Les modalités de financement
On vient de le voir, le budget du dispositif serait issu de la fusion des 2 enveloppes de Transco et la Pro-A. La prise en charge serait, elle, logiquement assuré par les OPCO.
Le niveau de prise en charge s’élèverait à 90 % de celui fixé pour les contrats d’apprentissage en ce qui concerne les certifications RNCP (avec un plafond de 9 000 €) (ANI art. 7).
Ex : Une formation financée 8.000 euros dans le cadre d’un contrat d’apprentissage pourrait l’être à hauteur de 7.200 euros pour une période de reconversion.
Pour les CQP, le niveau de prise en charge est fixé par les branches professionnelles en lien avec le conseil d’administration de l’OPCO compétent. À défaut, c’est la valeur d’amorçage fixée réglementairement qui s’impose (une forme de prise en charge minimum).
Les suites possibles
Il faut bien avoir en tête que cet ANI ne tient pas lieu de loi.
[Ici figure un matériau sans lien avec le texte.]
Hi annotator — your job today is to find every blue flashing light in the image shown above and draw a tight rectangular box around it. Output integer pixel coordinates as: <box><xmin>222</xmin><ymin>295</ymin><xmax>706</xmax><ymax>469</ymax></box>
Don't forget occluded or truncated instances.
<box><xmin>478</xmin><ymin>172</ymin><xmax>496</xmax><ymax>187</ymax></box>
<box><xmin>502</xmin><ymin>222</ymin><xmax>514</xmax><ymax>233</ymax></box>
Déjà, pour lui donner du poids, celui-ci doit être signé par le plus possible de syndicats.
Côté salariés, seule la CGT s’est opposée sur le principe au projet.
Côté patronal, la CPME et le MEDEF ont regretté l’initiative de l’U2P et leur signature est donc très loin d’être acquise.
Toutefois, pour être rendu effectif, le projet doit faire l’objet d’un projet de loi par l’exécutif. Certaines dispositions pourraient ainsi être intégrées dans le futur projet de loi « Travail II » qui était attendu à la rentrée de septembre 2024.